Watching Brigsby Bear without any idea as to what it might be, allows it to wrongfoot you. To shift and change and become something you don’t expect. It’s about a boy -James, played by Kyle Mooney- who’s kidnapped and taken away from his parents at birth. His kidnappers become surrogate parents. Creepy surrogate parents, who lock him away in an underground home and tell him everything else, the rest of the world, is a nightmare wasteland. His only connection to the outside world is a children’s educational TV programme, Brigsby Bear, made in secret by his ‘father’ (brilliantly, creepily played by Mark Hamill). When the FBI find out where James is and take him back to the real world, he’s a fish out of water, with no understanding of, or interest in, how the real-world works. All he can think of is Brigsby, and the eventual creation of a film, long denied him, becomes the only possible form of therapy. It becomes the sole lens through which he finds meaning. It’s big and life-affirming and funny and strange. Even if I’ve just spoiled it for you (and don’t say it wasn’t your fault), you should go watch it.

Of course, watching it the way I did makes it all the better. If you don’t know what to expect, James’ isolation becomes the audience’s. The film’s opening scenes, dominated by the cluttered claustrophobia of James’ underground home, by gas masks and alarms, air-filters and curfews, seems every bit as post-apocalyptic to us as it does to James. The animatronic animals outside the house, placed there by James’ father as a source of entertainment seem strange, but we connect them to a wider narrative. We let our imagination fill in the gaps, to concoct a world in which it all makes sense. We accept the anomalies just like James does. So, when the FBI appears on the horizon, lights ablaze, it seems just as weird, just as frightening to us as it does to him. The film’s inciting action comes loaded not just with the promise of conflict, not just with the promise of the film’s wider mysteries, but with the promise of a new, external force, one just as mysterious to us as the protagonist.

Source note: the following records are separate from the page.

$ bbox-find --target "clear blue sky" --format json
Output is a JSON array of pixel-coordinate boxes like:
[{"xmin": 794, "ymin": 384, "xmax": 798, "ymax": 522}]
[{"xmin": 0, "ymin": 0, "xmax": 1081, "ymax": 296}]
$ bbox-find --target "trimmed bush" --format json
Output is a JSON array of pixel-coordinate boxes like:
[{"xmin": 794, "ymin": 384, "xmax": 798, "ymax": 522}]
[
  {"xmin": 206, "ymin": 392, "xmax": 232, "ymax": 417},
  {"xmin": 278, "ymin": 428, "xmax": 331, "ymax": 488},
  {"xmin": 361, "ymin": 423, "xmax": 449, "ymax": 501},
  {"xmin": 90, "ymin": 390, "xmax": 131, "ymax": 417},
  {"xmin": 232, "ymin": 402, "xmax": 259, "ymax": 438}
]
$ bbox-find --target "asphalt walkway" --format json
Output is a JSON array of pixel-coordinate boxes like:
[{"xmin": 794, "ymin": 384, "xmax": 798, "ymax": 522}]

When they arrive, the nature of the film seems to change. Or at least we think it does. We see it shift from a story about post-apocalyptic society to a similarly nightmarish story about an oppressive government. Then, when the weird nightmare fascist police force is revealed to be, you know, the normal police. The narrative changes again. This time, you think, it seems to be about social isolation; a traumatic drama with a weird, surrealist edge. When the film finally turns around and becomes the inspiring little project it is, though, it’s all the sweeter. Your surprise is everyone else’s. You’ve been wrongfooted, toyed with, held in bitter suspense for almost two thirds of the film. You’ve walked into this film thinking it’s going to be nightmarish and grim and cynical. When the final project, the final narrative, is life-affirming, however -a heart-warming little story about taking what’s bad and making it good- the release is all the sweeter.

I know this isn’t particularly profound. You don’t need to be doing English at Cambridge to understand that it’s good to let stories surprise you. And I know, too, that in writing about Brigsby Bear I’ve sort of stopped you from having the same experience as me. But I wanted to commemorate what I thought was a pretty special, pretty rare experience with fiction. To celebrate it. So thanks, Brigsby, thanks for making my world -and James’ world- a little bit less shit.